David Austin (born David Mortimer) is a British singer and songwriter, who released the single "Turn to Gold", co-written with George Michael in 1984. It reached No. 68 in the UK Singles Chart. The single featured backing vocals from Michael, who called Austin his best friend in the documentary film, A Different Story.

==Early life and career==
Austin was born to Irish parents. His father manufactured trumpets and other instruments for the British music company Boosey & Hawkes. By the age of six, Austin had learned to use a Revox recording machine and recorded several songs with Michael, including "Crocodile Rock" by Elton John, "Wig-Wam Bam" by the Sweet—Michael's favorite band—and their first co-written original, "The Music Maker of the World". During 1979–1980, Austin performed in a short-lived ska band called the Executive, along with Michael, Andrew and Paul Ridgeley, Andrew Leaver, Jamie Gould, and Tony Bywaters.

Austin's debut single, "Turn to Gold", was released in May 1984, and featured Michael on backing vocals.
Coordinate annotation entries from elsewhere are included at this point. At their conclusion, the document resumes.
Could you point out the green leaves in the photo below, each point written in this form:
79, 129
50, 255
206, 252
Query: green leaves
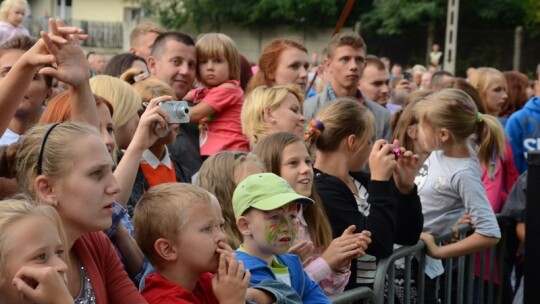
389, 17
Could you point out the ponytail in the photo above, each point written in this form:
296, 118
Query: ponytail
490, 140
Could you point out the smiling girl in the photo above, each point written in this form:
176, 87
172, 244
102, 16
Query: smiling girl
12, 13
325, 260
32, 247
273, 109
282, 62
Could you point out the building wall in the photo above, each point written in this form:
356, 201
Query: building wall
38, 7
100, 10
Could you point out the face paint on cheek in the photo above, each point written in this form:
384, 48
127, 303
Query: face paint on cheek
270, 232
292, 226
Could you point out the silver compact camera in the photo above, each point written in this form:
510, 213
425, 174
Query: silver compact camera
178, 111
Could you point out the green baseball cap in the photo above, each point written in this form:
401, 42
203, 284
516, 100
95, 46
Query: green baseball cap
265, 191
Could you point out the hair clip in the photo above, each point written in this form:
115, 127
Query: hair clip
479, 117
141, 76
468, 106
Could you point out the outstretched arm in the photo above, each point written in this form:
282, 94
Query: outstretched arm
19, 77
73, 69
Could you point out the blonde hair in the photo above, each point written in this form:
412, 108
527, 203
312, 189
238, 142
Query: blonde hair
455, 111
148, 88
20, 159
16, 209
8, 4
342, 118
144, 28
252, 115
217, 176
270, 150
161, 213
483, 78
125, 100
217, 45
406, 117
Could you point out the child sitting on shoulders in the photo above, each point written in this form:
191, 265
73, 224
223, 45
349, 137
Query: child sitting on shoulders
219, 103
12, 14
266, 209
179, 228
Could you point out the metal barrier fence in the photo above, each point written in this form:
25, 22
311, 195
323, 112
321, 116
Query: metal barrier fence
459, 282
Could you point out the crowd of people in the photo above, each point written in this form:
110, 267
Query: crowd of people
176, 173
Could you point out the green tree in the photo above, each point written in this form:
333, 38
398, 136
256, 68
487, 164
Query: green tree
174, 14
390, 18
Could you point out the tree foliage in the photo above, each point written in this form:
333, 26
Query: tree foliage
174, 14
390, 17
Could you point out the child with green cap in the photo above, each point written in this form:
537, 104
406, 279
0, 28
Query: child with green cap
266, 210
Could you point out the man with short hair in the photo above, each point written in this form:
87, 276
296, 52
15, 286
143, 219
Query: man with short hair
173, 60
344, 65
142, 37
374, 83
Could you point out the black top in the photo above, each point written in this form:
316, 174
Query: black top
393, 217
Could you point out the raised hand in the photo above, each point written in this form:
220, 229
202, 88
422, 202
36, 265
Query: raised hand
381, 160
304, 250
405, 171
71, 65
348, 246
231, 280
145, 136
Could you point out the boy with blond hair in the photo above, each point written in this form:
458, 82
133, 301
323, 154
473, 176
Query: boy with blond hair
266, 211
179, 228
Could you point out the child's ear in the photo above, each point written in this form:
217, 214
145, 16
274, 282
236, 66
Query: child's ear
243, 226
445, 135
152, 65
267, 116
44, 191
412, 132
351, 142
165, 249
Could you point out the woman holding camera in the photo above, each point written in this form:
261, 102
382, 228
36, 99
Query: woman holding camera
156, 166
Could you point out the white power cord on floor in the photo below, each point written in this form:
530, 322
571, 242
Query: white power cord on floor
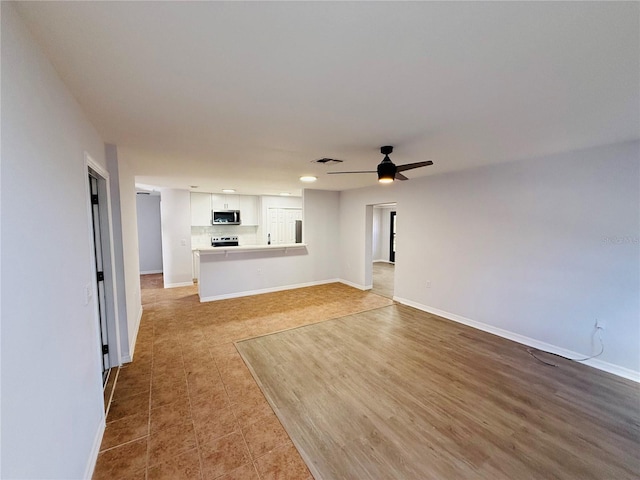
598, 330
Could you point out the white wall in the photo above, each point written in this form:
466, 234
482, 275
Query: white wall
149, 233
177, 260
534, 250
52, 406
245, 273
126, 181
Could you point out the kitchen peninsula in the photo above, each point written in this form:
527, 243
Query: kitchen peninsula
228, 272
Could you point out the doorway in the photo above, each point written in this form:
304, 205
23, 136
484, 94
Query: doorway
392, 238
101, 291
98, 256
383, 246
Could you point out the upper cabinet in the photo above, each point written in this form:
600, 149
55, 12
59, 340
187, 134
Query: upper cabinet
203, 203
200, 209
225, 202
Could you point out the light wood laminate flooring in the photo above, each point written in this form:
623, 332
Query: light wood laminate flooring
187, 406
395, 393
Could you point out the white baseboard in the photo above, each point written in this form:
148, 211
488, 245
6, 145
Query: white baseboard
531, 342
355, 285
181, 284
132, 341
266, 290
95, 449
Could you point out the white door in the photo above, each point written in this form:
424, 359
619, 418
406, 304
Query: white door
281, 228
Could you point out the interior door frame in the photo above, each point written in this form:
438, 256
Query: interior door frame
392, 235
109, 284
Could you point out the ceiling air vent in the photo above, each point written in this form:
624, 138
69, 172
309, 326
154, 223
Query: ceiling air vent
327, 161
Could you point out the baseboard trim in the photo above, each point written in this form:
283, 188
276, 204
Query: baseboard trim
247, 293
95, 450
531, 342
181, 284
132, 342
355, 285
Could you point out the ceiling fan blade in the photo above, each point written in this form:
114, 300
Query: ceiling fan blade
409, 166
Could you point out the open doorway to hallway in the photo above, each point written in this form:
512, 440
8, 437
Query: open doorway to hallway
384, 248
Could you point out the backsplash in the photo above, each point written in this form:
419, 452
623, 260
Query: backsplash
201, 236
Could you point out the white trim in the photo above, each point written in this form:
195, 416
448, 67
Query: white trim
266, 290
100, 170
181, 284
355, 285
132, 343
531, 342
95, 450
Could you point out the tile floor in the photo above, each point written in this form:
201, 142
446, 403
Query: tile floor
187, 406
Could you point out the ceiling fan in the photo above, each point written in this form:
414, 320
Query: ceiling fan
388, 171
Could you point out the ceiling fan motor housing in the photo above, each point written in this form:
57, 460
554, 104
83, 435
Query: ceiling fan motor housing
386, 150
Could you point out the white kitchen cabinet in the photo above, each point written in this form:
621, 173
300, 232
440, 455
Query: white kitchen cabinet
225, 202
249, 209
200, 209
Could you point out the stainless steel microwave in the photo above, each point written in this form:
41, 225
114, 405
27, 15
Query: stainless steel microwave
225, 217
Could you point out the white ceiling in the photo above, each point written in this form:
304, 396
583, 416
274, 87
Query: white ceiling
246, 95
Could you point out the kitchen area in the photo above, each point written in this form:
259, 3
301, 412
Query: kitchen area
229, 231
272, 247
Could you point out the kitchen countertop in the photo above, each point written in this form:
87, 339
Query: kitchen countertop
247, 248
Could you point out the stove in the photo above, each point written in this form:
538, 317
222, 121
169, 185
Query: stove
229, 241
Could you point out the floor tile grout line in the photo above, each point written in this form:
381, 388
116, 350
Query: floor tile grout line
246, 445
195, 433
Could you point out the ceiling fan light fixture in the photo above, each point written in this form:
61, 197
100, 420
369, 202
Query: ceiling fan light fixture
386, 171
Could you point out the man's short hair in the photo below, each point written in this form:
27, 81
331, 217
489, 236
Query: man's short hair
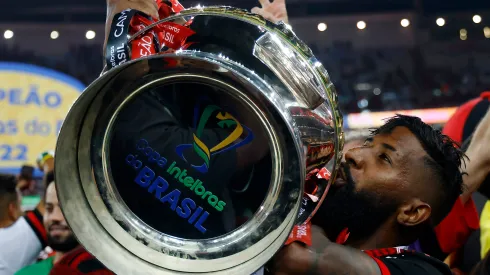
8, 193
444, 159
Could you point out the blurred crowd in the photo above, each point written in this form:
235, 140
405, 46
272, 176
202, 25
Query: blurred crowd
406, 199
427, 76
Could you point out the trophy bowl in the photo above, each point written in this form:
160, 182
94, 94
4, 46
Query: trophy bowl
195, 160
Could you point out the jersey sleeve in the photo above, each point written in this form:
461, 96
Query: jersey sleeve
79, 262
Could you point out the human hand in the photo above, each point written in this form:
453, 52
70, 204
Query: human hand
478, 165
274, 11
114, 7
478, 149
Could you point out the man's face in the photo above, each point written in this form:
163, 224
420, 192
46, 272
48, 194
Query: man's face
375, 180
60, 236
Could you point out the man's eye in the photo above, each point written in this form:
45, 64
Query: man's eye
385, 158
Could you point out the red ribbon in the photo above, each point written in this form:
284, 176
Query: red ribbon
165, 35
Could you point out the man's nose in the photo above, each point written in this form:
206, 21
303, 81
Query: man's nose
57, 215
354, 158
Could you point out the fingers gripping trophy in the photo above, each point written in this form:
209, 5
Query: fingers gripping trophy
211, 134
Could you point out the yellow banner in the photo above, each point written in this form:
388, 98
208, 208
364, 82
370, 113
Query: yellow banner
33, 104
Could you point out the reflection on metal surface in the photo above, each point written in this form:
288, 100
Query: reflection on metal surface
156, 185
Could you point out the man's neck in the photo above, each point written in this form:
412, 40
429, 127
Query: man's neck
6, 223
382, 238
57, 256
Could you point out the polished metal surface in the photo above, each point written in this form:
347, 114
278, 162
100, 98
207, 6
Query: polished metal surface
251, 65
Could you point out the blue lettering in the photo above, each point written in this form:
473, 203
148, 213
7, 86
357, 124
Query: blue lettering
52, 99
160, 185
13, 152
186, 210
173, 198
14, 98
194, 216
8, 127
133, 162
145, 177
202, 219
33, 97
141, 144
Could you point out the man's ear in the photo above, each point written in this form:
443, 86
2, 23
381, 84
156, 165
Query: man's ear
413, 213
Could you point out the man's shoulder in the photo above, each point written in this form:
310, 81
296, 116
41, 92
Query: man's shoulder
79, 261
40, 268
396, 261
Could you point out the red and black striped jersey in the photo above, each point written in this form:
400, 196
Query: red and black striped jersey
396, 261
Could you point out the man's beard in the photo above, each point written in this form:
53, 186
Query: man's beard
62, 244
361, 212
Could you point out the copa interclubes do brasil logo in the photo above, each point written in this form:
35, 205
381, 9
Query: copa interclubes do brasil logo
155, 184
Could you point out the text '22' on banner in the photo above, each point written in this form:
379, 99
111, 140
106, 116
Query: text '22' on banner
33, 104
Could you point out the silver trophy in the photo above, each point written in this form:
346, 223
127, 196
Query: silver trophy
195, 161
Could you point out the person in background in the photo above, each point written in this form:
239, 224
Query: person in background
21, 237
461, 240
60, 236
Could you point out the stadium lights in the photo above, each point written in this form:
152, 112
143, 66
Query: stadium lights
476, 18
322, 27
8, 34
486, 32
440, 22
405, 22
361, 25
90, 35
54, 35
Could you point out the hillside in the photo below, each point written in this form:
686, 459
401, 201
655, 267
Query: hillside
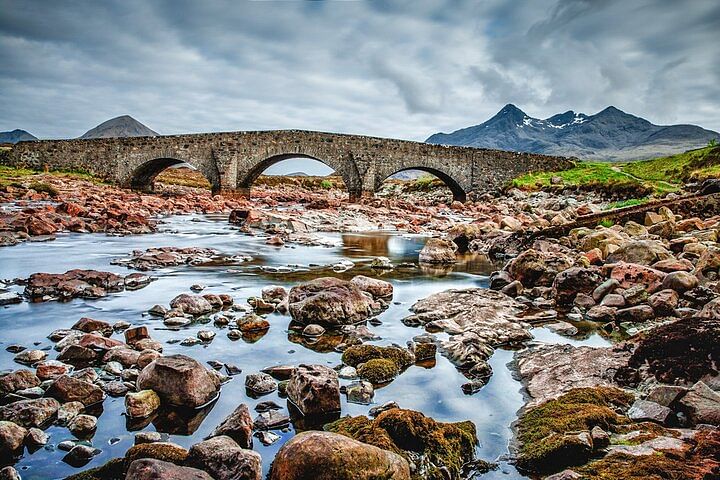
15, 136
608, 135
123, 126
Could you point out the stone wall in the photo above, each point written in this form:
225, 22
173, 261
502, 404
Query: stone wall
231, 161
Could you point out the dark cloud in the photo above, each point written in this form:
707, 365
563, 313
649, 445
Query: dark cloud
404, 68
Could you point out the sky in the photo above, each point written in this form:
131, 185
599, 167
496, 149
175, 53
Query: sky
402, 69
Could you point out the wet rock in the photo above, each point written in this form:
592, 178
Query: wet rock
570, 282
89, 325
702, 404
642, 252
225, 460
141, 404
360, 392
238, 426
438, 250
18, 380
477, 320
329, 302
191, 304
329, 456
12, 436
260, 383
629, 274
68, 411
375, 287
644, 410
314, 389
83, 426
71, 389
30, 357
433, 446
549, 370
271, 420
30, 413
179, 380
533, 268
680, 281
151, 469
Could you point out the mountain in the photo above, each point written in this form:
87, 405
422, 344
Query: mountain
608, 135
123, 126
15, 136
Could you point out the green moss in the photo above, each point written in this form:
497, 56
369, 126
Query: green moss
42, 187
701, 460
410, 433
691, 165
378, 370
112, 470
167, 452
357, 354
542, 429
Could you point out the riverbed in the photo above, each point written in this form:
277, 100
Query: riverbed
435, 391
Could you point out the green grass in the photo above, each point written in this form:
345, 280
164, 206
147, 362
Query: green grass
630, 202
688, 166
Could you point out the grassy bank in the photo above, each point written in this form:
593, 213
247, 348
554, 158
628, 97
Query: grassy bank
656, 176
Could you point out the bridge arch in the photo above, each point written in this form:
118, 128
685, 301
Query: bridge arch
345, 169
143, 176
457, 190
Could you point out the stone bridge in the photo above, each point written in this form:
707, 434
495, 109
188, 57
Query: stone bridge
231, 161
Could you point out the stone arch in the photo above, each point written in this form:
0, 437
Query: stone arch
457, 190
143, 176
346, 169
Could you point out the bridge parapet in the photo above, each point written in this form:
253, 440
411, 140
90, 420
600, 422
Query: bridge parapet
232, 161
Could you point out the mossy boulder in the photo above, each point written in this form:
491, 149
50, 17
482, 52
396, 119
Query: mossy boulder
165, 451
552, 435
429, 444
699, 461
378, 370
357, 354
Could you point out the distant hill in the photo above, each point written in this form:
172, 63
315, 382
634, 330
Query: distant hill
15, 136
123, 126
608, 135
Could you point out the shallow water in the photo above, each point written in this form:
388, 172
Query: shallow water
434, 391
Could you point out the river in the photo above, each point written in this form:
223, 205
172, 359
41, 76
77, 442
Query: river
434, 391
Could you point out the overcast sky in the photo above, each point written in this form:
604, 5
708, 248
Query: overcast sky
403, 69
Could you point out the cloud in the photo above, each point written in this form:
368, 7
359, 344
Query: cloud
404, 68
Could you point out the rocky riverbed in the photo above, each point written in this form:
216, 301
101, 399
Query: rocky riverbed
296, 333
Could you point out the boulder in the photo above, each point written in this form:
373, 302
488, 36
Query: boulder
533, 268
238, 426
314, 389
630, 274
191, 304
702, 404
330, 456
644, 410
642, 252
12, 436
438, 250
141, 404
30, 413
330, 302
224, 459
70, 389
152, 469
179, 380
375, 287
570, 282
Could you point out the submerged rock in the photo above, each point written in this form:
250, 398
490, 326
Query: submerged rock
179, 380
329, 302
329, 456
314, 389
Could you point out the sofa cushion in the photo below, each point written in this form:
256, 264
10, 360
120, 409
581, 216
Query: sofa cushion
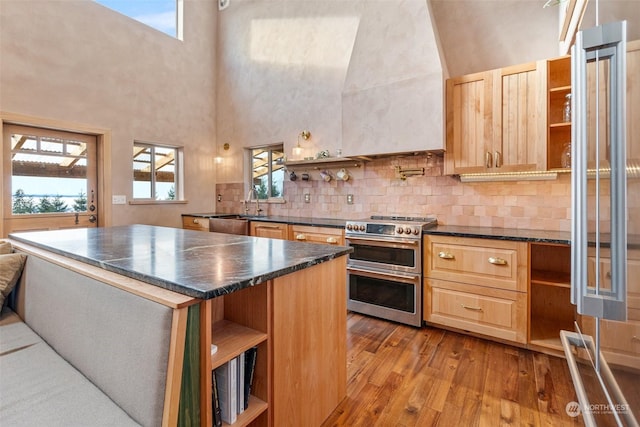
5, 247
39, 388
10, 269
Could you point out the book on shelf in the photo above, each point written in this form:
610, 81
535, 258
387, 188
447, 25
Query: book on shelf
231, 385
249, 368
227, 380
215, 402
240, 387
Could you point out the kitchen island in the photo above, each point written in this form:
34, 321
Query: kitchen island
285, 298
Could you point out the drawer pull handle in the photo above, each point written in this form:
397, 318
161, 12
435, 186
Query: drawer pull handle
497, 261
445, 255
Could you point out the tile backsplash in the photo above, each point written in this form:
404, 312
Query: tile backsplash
377, 189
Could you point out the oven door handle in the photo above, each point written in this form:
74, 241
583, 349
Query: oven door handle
383, 240
381, 275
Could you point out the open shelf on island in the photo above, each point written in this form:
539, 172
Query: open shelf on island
253, 411
232, 339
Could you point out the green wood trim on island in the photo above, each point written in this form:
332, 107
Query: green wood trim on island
200, 265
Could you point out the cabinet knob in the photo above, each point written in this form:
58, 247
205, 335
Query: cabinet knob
446, 255
497, 261
468, 307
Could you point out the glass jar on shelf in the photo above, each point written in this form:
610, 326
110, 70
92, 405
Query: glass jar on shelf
565, 159
566, 109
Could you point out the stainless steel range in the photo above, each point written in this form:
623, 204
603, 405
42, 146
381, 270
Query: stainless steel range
384, 271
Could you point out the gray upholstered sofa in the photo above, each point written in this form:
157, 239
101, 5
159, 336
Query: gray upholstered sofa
77, 350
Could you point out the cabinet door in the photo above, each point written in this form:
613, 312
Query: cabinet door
519, 118
269, 229
469, 123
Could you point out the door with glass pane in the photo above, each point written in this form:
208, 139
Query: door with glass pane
50, 179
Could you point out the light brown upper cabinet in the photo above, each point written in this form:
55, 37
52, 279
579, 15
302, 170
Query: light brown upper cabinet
496, 120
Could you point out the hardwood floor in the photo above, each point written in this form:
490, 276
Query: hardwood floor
403, 376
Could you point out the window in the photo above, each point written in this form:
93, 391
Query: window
50, 171
156, 172
267, 171
163, 15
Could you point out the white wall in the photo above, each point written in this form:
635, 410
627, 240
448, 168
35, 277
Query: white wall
79, 62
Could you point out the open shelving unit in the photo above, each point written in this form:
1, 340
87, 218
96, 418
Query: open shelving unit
558, 131
235, 323
550, 295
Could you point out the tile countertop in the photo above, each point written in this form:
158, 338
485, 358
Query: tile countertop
201, 265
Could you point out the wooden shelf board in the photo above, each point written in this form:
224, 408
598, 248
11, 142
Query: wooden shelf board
232, 339
255, 408
551, 278
327, 162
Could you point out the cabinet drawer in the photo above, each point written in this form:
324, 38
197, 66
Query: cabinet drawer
326, 235
494, 263
195, 223
492, 312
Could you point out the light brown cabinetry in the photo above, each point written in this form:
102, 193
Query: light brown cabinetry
495, 120
550, 296
298, 323
272, 230
325, 235
195, 223
477, 285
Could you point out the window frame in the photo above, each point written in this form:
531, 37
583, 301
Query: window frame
248, 178
178, 174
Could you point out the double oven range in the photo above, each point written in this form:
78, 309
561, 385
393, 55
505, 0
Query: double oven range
384, 271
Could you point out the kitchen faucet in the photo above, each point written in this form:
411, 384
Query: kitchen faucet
252, 193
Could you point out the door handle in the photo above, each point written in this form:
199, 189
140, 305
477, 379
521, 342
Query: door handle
488, 161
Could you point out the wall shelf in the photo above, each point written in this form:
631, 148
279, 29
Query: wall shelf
324, 163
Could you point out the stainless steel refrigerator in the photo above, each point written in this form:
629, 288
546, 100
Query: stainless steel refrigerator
603, 352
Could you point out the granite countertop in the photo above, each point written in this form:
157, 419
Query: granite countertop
517, 234
201, 265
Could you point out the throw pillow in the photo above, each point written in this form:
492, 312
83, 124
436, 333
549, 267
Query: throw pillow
5, 247
10, 269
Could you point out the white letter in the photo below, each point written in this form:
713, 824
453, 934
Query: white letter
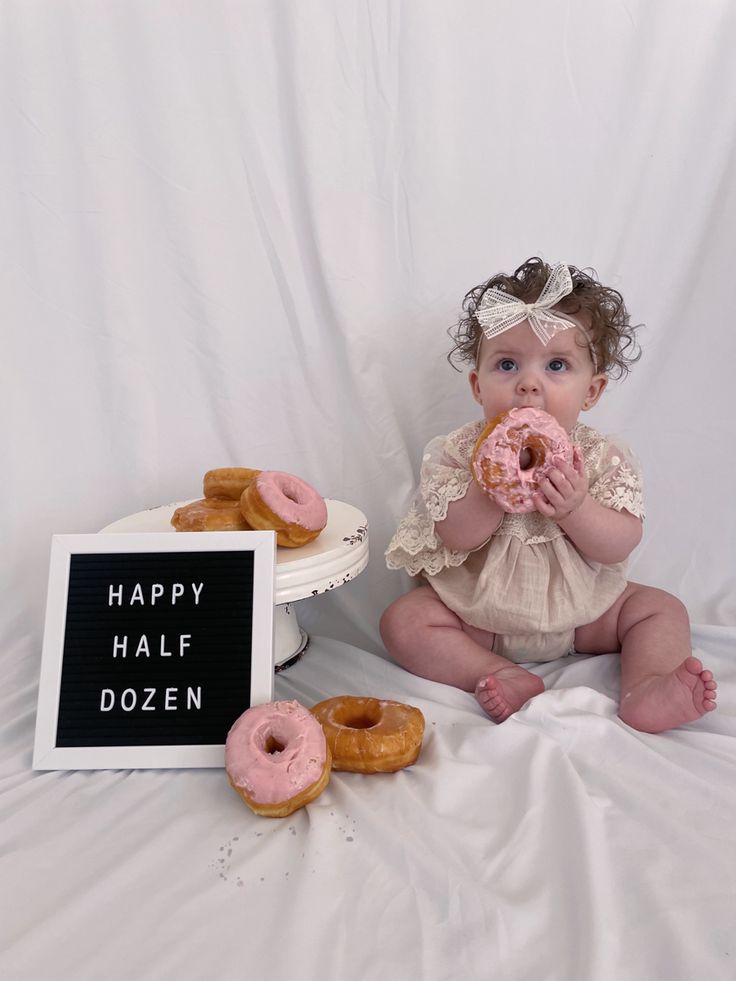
132, 700
143, 647
117, 646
His follow-up single, "This Boy Loves the Sun", was released in the late summer of 1984, but did not chart. A third single, "Love While You Can" was released only in Japan. This also featured uncredited vocals by Michael.

Formerly busking partners, Austin and Michael's joint work included the download-only single "John and Elvis Are Dead", "You Have Been Loved" and "Look at Your Hands" from Michael's debut studio album, Faith. Co-written by Austin, "December Song (I Dreamed of Christmas)" was a Christmas single released by Michael on 14 December 2009.

Along with Michael, Austin directed the documentary film George Michael: Freedom, detailing Michael's early solo career and his court case with his record label, Sony Music. An edited version of the film was aired in October 2017 on Channel 4; the original cut premiered in theatres worldwide on 22 June 2022, under the title Freedom Uncut.

He appears as a guitarist in Wham!'s video for the song "The Edge of Heaven".